The photo on the right shows the face of the pole piece assembly with the upper track and spacer pulled away from the center crosstalk shield.  At the very top, one lamination has been peeled away from the gap area.  Note the C-shaped clamps around the outer edges of the lamination stacks.  I believe this is part of the fixturing/tooling that holds the lamination stacks during lapping of the gap and prior to the final contouring of the pole tip outlines.

The pole tips at the bottom show the outline of the finished tips.  Again, not the clamps at the outer tips.


This side view shows the head before processing.  Starting from the top right corner, we see the protective cap and then another layer of aluminum that is split at the gap and was probably attached to the pole tips when they were lapped.  Next is a shield layer that is apparently a single strip of .032” thick Mumetal.  Below the shield sandwich is a .024” thick spacer strip of aluminum to separate the edge shield from the pole tips.  Next is the actual stack of pole tip laminations consisting of .002” thick ??.  Under the pole tip is another aluminum spacer, followed by another crosstalk shield in the center of the head

The above description is for the pole tip assembly that is bonded to the aluminum frame containing the ferrite cores and core shields.  If we take the same tour from the top of the head looking at the front of the frame after the face is removed, we see a different stack.

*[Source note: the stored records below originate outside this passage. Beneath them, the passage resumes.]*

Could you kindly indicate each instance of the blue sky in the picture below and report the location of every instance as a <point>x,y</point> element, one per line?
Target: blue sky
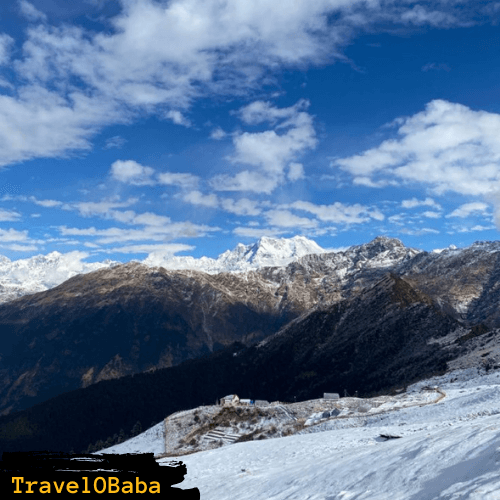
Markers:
<point>141,126</point>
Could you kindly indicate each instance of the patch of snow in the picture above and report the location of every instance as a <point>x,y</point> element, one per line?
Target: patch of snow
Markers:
<point>448,451</point>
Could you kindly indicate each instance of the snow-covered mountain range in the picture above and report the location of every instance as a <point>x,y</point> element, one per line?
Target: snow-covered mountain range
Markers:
<point>42,272</point>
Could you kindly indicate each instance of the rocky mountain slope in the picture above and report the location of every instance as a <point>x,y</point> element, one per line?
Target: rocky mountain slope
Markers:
<point>129,318</point>
<point>387,337</point>
<point>43,272</point>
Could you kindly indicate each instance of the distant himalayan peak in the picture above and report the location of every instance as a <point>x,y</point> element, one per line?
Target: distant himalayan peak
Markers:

At the top we would still find the protective cap.  Below the cap we would find a .225” x .650” rectangular shield sandwich composed of a .002” thick sheet of copper, a .020” stack of 9 ‘Mumetal’ sheets of .002” nominal thickness, and then a final copper sheet.

Below the shield sandwich we encounter the .080” thick ferrite pole piece that is about .600” long.  The coil, consisting of several layers of very fine wire, covers the center .325” of the core.  Below the core, at the center of the head, is another rectangular shield sandwich as described above.

The photo below clearly shows the slots in the aluminum frame that hold the 3 shield stacks and the two black ferrite cores.

The rear of the head is filled with epoxy that holds the terminal pins for connection to the outside world.  The strip across the photo is a support to hold the head level on the scanner by compensating for the terminals protruding from the rear of the head.

This rear view shows the aluminum frame after all the epoxy and terminals have been removed.

Consult the accompanying descriptions of the ATR-100 Flux Gate record head and the erase head for additional details on these heads.